Ethan could hear the smile on her face.

“Unless they had not finished construction…”

“Shut up,” Abby said lightly as they continued down the now-curving passage.

The faint sound of dripping water came to them, sharp and echoed, but certainly distant. It was the sound of many drops of water falling into a body of itself, a musical tinkling that for whatever reason inspired an even greater hope. Water—one of the primary staples of life—was somewhere inside this hellish place. It was proof that God had not abandoned them entirely, that even the evil here could not stop the gentle persistent hand of nature.

They decided not to stop for a rest but to push on to the water. Abby longed to wash her face, wash the filth of the dirty passages, the collapsed floor, and the bones she had touched from her hands. Ethan hoped that the water had found its own way out, possibly running to the outside and the lake below. The tunnel they were in was descending in a slope, and it was very possible they had gone down the fifty feet and they were that much closer to being free.

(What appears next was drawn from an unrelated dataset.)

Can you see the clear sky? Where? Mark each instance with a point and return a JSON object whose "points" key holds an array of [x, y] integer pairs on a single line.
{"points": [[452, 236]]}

They began to find old wooden supports along the passage, shoring up the ceiling where rubble had fallen and left gapping openings in the ceiling above. Thick lengths of timber were fixed together with the same large iron nails, their heads pounded and misshapen. It reminded Ethan of a Wild West tour he had taken as a child, one that included a manufactured gold mine.

Abby suddenly stumbled, her feet troubled by something on the floor of the passage. She caught herself by way of Ethan’s shoulder. She turned quickly to see what had tripped her, and her flashlight fell upon a ravaged corpse of some animal, some creature, about the size of a small dog, left heaped in the corner, useless. Its coat was torn and laid open from the thin white bones now poking through. Whatever it had been, it was unconsumed.